1. Does she see how narcissistic, materialistic and selfish she sounds in the face of death to care more about her $1000.00 curtains than perhaps making amends to people she has wronged in her life through her own actions and words?

2. What will happen if, after all her sturm and drang, she does not succumb to her illness?

Ms. O'Faolain is a sorry character indeed and should be pitied, not exalted.

laurie said...

i am devastated to hear of nuala's disease. my wonderful older sister died of cancer, as did my dad. my sister was just as devastated, raged just as much. she put on a brave and cheery face for most of the world--her children, her husband, even her doctors.

but i heard her rage. her sorrow.

it is not narcissistic and materialistic to care about things like curtains; we are not all one thing, and we carry all kinds of contradictory feelings and desires within us always, whether we are dying or not.

(and what a strange and unkind judgment to have about a dying woman!)

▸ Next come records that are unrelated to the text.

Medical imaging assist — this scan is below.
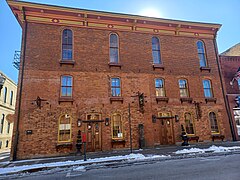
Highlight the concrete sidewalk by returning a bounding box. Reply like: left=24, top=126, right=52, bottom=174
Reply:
left=0, top=141, right=240, bottom=172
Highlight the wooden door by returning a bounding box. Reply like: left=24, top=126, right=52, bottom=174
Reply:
left=87, top=122, right=102, bottom=152
left=160, top=119, right=174, bottom=145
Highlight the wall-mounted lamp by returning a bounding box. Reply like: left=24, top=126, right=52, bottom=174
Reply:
left=175, top=115, right=179, bottom=122
left=105, top=118, right=110, bottom=126
left=152, top=115, right=157, bottom=123
left=77, top=119, right=82, bottom=127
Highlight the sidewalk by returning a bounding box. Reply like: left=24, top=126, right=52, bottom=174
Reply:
left=0, top=141, right=240, bottom=175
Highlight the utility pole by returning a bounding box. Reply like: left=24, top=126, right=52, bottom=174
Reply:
left=128, top=103, right=132, bottom=153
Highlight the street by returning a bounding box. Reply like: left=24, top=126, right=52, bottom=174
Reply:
left=6, top=154, right=240, bottom=180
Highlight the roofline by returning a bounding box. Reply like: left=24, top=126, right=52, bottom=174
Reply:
left=0, top=71, right=17, bottom=87
left=6, top=0, right=222, bottom=29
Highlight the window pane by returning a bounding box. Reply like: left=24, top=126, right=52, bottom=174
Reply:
left=185, top=113, right=194, bottom=134
left=110, top=48, right=118, bottom=63
left=110, top=34, right=118, bottom=48
left=198, top=54, right=206, bottom=67
left=209, top=112, right=219, bottom=133
left=62, top=76, right=67, bottom=86
left=112, top=115, right=123, bottom=138
left=152, top=51, right=161, bottom=64
left=179, top=80, right=187, bottom=88
left=152, top=37, right=160, bottom=50
left=66, top=76, right=72, bottom=86
left=67, top=88, right=72, bottom=96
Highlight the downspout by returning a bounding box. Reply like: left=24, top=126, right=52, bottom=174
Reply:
left=12, top=8, right=27, bottom=161
left=213, top=36, right=236, bottom=141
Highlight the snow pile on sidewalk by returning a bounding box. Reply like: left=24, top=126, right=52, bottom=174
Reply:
left=175, top=145, right=240, bottom=154
left=0, top=153, right=167, bottom=175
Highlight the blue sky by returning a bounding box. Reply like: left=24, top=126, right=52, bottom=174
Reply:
left=0, top=0, right=240, bottom=82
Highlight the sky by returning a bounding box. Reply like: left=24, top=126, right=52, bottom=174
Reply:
left=0, top=0, right=240, bottom=83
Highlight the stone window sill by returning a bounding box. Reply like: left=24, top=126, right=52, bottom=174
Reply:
left=205, top=98, right=217, bottom=103
left=153, top=64, right=164, bottom=70
left=58, top=97, right=73, bottom=103
left=108, top=62, right=122, bottom=69
left=180, top=97, right=193, bottom=103
left=110, top=96, right=123, bottom=103
left=200, top=67, right=211, bottom=72
left=156, top=97, right=169, bottom=103
left=59, top=59, right=75, bottom=66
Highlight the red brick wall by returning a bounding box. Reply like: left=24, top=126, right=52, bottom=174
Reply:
left=11, top=23, right=231, bottom=159
left=219, top=56, right=240, bottom=140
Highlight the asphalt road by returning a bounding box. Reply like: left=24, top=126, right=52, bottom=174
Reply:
left=6, top=154, right=240, bottom=180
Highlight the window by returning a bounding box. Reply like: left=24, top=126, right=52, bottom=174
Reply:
left=197, top=41, right=207, bottom=67
left=111, top=78, right=121, bottom=97
left=178, top=79, right=189, bottom=97
left=185, top=113, right=195, bottom=134
left=0, top=114, right=5, bottom=134
left=62, top=29, right=73, bottom=60
left=112, top=114, right=123, bottom=139
left=6, top=140, right=9, bottom=147
left=58, top=114, right=71, bottom=142
left=203, top=80, right=213, bottom=98
left=238, top=78, right=240, bottom=90
left=155, top=79, right=165, bottom=97
left=3, top=87, right=7, bottom=103
left=110, top=34, right=119, bottom=63
left=7, top=122, right=11, bottom=134
left=61, top=76, right=72, bottom=97
left=10, top=91, right=13, bottom=106
left=209, top=112, right=219, bottom=133
left=152, top=37, right=161, bottom=64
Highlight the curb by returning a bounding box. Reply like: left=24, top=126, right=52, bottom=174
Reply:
left=0, top=150, right=240, bottom=178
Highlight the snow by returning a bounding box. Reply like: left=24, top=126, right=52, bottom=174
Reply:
left=175, top=145, right=240, bottom=154
left=0, top=145, right=240, bottom=175
left=0, top=153, right=167, bottom=175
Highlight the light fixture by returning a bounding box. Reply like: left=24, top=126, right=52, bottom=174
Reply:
left=77, top=119, right=82, bottom=127
left=175, top=115, right=179, bottom=122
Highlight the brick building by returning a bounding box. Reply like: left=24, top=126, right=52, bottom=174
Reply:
left=0, top=71, right=17, bottom=153
left=8, top=0, right=231, bottom=159
left=219, top=44, right=240, bottom=140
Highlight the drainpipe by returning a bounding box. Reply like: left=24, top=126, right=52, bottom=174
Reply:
left=12, top=8, right=27, bottom=161
left=213, top=37, right=236, bottom=141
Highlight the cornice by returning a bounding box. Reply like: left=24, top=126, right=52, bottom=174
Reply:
left=7, top=0, right=221, bottom=39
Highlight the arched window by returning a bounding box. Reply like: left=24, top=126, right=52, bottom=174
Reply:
left=109, top=34, right=119, bottom=63
left=0, top=114, right=5, bottom=134
left=10, top=91, right=13, bottom=106
left=197, top=41, right=207, bottom=67
left=209, top=112, right=219, bottom=133
left=112, top=114, right=123, bottom=139
left=178, top=79, right=189, bottom=97
left=6, top=140, right=9, bottom=147
left=3, top=87, right=7, bottom=103
left=152, top=37, right=161, bottom=64
left=155, top=79, right=165, bottom=97
left=203, top=79, right=213, bottom=98
left=58, top=114, right=72, bottom=142
left=61, top=76, right=72, bottom=97
left=111, top=78, right=121, bottom=97
left=62, top=29, right=73, bottom=60
left=185, top=113, right=195, bottom=134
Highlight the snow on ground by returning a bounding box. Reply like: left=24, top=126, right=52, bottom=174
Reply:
left=0, top=145, right=240, bottom=175
left=175, top=145, right=240, bottom=154
left=0, top=153, right=167, bottom=175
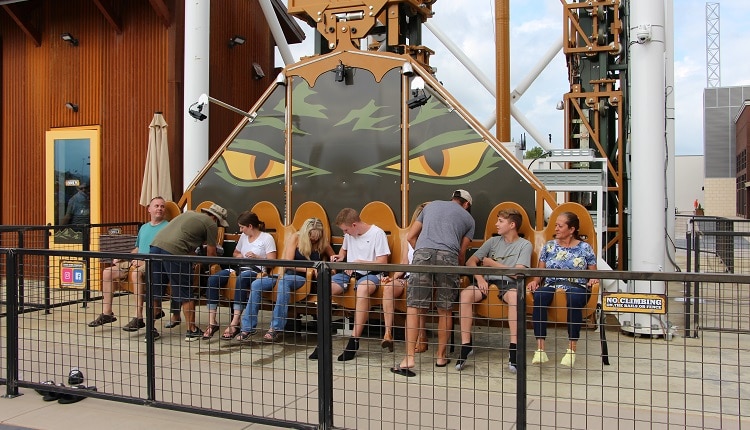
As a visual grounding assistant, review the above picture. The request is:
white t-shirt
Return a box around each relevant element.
[341,225,391,275]
[235,231,276,270]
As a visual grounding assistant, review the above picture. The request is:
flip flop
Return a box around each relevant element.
[435,358,451,367]
[221,325,240,340]
[391,366,417,378]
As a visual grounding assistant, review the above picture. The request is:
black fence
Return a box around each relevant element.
[0,248,750,429]
[685,217,750,336]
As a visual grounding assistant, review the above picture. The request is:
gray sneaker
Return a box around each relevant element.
[122,318,146,331]
[185,326,203,342]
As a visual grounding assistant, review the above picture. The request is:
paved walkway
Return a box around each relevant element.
[0,394,276,430]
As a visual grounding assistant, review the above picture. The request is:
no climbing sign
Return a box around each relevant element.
[602,293,667,314]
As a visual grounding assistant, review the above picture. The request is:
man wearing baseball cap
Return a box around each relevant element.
[391,190,474,376]
[151,204,229,342]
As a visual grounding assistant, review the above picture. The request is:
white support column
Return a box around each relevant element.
[621,0,667,335]
[182,0,211,189]
[664,0,677,272]
[258,0,294,66]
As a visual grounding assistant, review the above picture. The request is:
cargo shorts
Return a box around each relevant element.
[406,248,460,309]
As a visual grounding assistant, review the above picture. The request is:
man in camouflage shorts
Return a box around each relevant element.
[391,190,474,376]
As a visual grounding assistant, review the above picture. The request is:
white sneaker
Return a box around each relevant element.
[560,349,576,367]
[531,349,549,364]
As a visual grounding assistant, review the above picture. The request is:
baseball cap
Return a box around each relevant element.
[201,203,229,228]
[452,190,472,204]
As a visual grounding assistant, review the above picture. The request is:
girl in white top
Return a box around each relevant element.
[203,212,276,340]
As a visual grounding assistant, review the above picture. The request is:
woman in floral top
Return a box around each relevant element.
[528,212,597,367]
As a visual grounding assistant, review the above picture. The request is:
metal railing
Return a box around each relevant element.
[0,248,750,429]
[684,217,750,336]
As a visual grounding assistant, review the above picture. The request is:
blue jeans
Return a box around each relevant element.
[235,272,276,332]
[334,272,380,292]
[206,269,258,311]
[531,285,589,340]
[271,275,306,331]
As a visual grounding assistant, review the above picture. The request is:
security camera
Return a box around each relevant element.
[188,93,208,121]
[406,89,432,109]
[635,24,651,43]
[188,102,208,121]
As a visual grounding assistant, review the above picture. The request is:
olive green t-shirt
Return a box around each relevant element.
[151,212,219,255]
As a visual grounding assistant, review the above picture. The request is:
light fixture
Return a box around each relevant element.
[401,61,414,76]
[188,94,258,122]
[60,33,78,46]
[229,34,245,48]
[333,60,346,82]
[276,72,286,86]
[253,63,266,79]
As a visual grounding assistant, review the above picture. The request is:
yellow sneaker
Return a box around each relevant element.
[531,349,549,364]
[560,349,576,367]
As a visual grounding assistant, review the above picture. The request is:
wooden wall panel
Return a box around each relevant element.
[0,0,178,224]
[208,0,276,155]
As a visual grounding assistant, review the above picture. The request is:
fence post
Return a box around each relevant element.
[317,263,333,429]
[81,224,91,308]
[16,230,26,311]
[690,232,701,338]
[148,258,159,401]
[3,250,20,397]
[516,276,527,430]
[44,224,55,314]
[682,232,693,337]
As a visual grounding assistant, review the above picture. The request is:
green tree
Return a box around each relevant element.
[523,146,544,160]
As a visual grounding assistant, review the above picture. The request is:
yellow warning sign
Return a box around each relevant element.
[602,293,667,314]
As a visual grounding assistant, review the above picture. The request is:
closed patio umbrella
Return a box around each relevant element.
[141,112,172,206]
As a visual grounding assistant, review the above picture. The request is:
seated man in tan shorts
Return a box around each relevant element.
[88,197,168,331]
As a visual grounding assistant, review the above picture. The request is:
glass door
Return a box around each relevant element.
[46,127,101,250]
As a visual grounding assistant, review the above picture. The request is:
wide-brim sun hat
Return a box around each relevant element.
[201,203,229,228]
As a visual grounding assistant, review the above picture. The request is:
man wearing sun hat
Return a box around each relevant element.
[391,190,474,376]
[151,204,229,342]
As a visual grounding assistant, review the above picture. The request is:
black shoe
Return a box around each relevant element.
[338,337,359,361]
[122,318,146,331]
[307,346,318,360]
[57,385,96,405]
[185,326,203,342]
[456,342,474,370]
[89,314,117,327]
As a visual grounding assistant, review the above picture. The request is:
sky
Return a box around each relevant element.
[277,0,750,155]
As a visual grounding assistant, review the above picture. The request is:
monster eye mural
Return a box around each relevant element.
[213,139,330,187]
[192,55,534,235]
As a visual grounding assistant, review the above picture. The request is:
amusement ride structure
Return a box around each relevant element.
[183,0,674,334]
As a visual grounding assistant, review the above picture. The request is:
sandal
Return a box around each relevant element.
[201,324,219,340]
[234,330,255,342]
[263,330,281,343]
[221,325,240,340]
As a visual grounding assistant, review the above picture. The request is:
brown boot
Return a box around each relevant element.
[380,330,393,352]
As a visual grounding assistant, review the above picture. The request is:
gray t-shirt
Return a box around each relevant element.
[474,236,534,281]
[415,200,474,255]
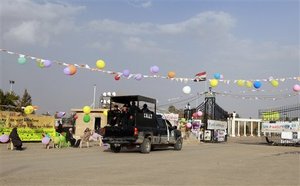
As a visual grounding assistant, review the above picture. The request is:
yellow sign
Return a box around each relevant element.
[0,111,55,141]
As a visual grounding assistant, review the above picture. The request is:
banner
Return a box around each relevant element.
[261,121,300,133]
[207,120,227,130]
[0,111,55,141]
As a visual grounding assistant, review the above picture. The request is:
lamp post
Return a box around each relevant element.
[9,80,15,93]
[185,103,191,120]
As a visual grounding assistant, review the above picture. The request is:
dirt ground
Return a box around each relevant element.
[0,137,300,186]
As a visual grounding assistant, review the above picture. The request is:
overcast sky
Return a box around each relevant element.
[0,0,300,117]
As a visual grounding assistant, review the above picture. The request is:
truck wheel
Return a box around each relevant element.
[174,138,182,150]
[141,138,151,153]
[110,144,121,153]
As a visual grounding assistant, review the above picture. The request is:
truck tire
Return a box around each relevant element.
[110,144,121,153]
[141,138,151,153]
[174,137,182,150]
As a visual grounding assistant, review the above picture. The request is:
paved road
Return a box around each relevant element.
[0,137,300,186]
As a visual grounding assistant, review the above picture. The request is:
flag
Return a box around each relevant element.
[194,72,206,82]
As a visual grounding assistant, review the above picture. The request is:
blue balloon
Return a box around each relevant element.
[253,81,261,89]
[214,73,221,79]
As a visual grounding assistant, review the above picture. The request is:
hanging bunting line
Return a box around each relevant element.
[163,91,300,107]
[0,49,300,84]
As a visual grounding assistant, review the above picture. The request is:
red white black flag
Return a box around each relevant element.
[194,72,206,82]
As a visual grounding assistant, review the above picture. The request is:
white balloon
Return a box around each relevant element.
[182,86,191,94]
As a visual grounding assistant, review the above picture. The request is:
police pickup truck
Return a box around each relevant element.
[102,95,183,153]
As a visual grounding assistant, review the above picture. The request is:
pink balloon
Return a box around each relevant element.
[134,74,143,81]
[44,60,52,67]
[186,123,192,128]
[42,137,50,145]
[293,84,300,92]
[123,69,130,77]
[197,111,203,117]
[0,134,9,143]
[150,66,159,74]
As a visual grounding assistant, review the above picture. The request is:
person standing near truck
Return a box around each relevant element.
[109,105,121,126]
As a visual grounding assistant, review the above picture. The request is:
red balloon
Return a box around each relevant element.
[115,75,120,81]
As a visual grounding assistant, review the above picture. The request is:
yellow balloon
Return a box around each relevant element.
[96,59,105,69]
[82,106,91,114]
[210,79,219,87]
[237,79,245,87]
[246,81,253,88]
[271,79,279,87]
[24,105,34,114]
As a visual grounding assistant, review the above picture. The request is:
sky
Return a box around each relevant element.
[0,0,300,118]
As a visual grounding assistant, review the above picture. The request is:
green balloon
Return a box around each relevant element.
[83,114,91,123]
[18,57,26,65]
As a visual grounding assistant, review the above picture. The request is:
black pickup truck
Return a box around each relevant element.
[102,95,183,153]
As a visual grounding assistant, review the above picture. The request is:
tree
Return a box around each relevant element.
[0,89,19,111]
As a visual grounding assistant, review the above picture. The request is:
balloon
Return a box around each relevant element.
[42,137,50,145]
[69,65,77,75]
[103,110,108,116]
[18,56,26,65]
[186,123,192,128]
[96,59,105,69]
[134,74,143,81]
[214,73,221,79]
[237,79,245,87]
[83,114,91,123]
[123,69,130,77]
[293,84,300,92]
[36,59,45,68]
[53,136,60,144]
[210,79,219,87]
[246,81,253,88]
[74,114,78,119]
[82,106,91,114]
[59,135,66,142]
[182,86,191,94]
[56,112,66,118]
[150,66,159,74]
[168,71,176,78]
[42,60,52,68]
[253,81,261,89]
[197,111,203,117]
[115,74,121,81]
[0,134,9,143]
[24,105,34,114]
[271,79,279,87]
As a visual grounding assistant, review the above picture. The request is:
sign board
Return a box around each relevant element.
[207,120,227,130]
[163,113,179,126]
[217,130,226,142]
[0,111,55,141]
[262,121,300,133]
[204,130,211,141]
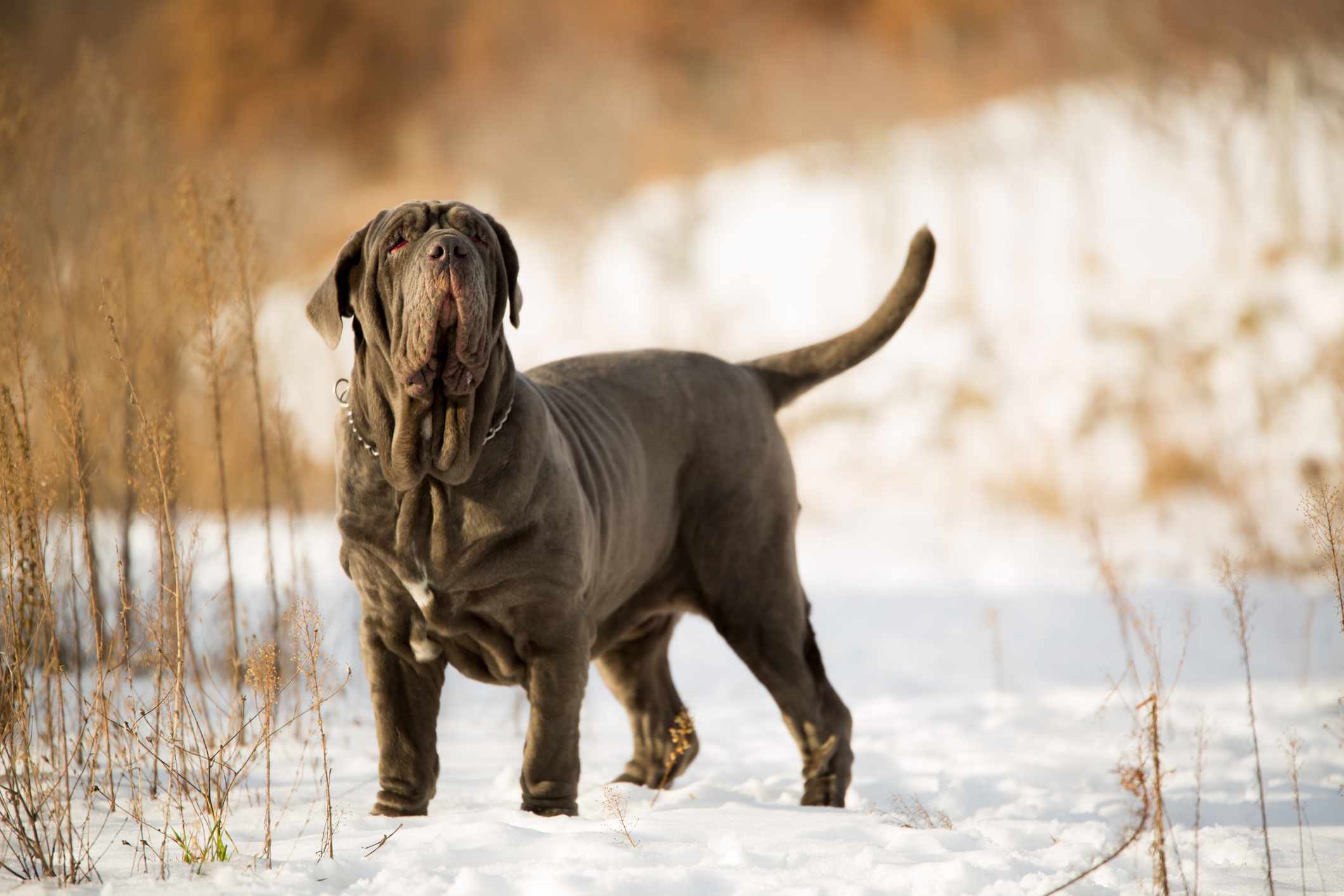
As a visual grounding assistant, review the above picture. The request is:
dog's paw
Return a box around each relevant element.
[519,799,579,818]
[368,790,429,818]
[802,775,844,809]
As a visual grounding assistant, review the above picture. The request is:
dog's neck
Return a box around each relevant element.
[348,335,519,492]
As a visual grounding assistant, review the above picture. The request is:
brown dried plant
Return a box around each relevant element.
[1044,762,1153,896]
[890,794,956,830]
[1301,477,1344,629]
[602,784,640,849]
[1217,553,1274,896]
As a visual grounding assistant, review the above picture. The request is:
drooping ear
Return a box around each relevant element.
[308,219,383,349]
[485,215,523,329]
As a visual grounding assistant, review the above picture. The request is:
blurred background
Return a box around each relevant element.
[0,0,1344,601]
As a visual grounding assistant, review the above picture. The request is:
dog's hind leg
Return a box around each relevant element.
[711,589,854,806]
[597,613,700,787]
[692,512,854,806]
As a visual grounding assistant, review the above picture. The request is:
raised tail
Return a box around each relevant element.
[742,227,934,408]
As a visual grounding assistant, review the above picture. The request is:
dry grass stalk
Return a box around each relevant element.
[1138,693,1170,896]
[1301,478,1344,629]
[177,177,243,714]
[364,822,404,859]
[890,794,956,830]
[1089,532,1198,896]
[224,182,281,655]
[1284,731,1307,896]
[247,641,279,867]
[1218,553,1274,896]
[290,598,336,859]
[602,784,640,849]
[985,607,1008,692]
[1044,764,1152,896]
[0,387,98,884]
[1087,517,1138,679]
[649,707,695,809]
[1193,710,1208,896]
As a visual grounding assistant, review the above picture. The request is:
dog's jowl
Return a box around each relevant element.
[308,202,934,816]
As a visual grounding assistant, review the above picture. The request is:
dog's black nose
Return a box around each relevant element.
[425,234,469,262]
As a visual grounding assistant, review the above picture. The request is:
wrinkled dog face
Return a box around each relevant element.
[379,204,504,400]
[308,202,522,485]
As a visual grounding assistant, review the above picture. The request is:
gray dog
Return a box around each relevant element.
[308,202,934,816]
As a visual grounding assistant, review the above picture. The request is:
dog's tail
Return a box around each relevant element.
[742,227,934,408]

and what will happen, Mr. Kennedy, if she does not die after all? my god. what a question.

what a question.

patrick said...

A 'strange and unkind comment'? Harsh and cold I would say... Do you bear a grudge against Nuala, Gerry?

Anonymous said...

As a Nurse and a person who has had a very close friend die of Cancer I think Nualla should be allowed to say how she truely feels about approaching Death.It takes guts to listen to a loved one speak about their fears and express their anger.No wonder it's a lonely time if all the people around you want to do is utter platitudes and think less of you for not being Cheery.

Padraig O'Morain said...

I agree very much with Anonymous that to be obliged to utter only platitudes when you really want to talk about the reality of your feelings about your own death is cruel. As for Gerry Kennedy's comments, well, I think he knows little about death and dying - perhaps one day he will know more and will reconsider his views.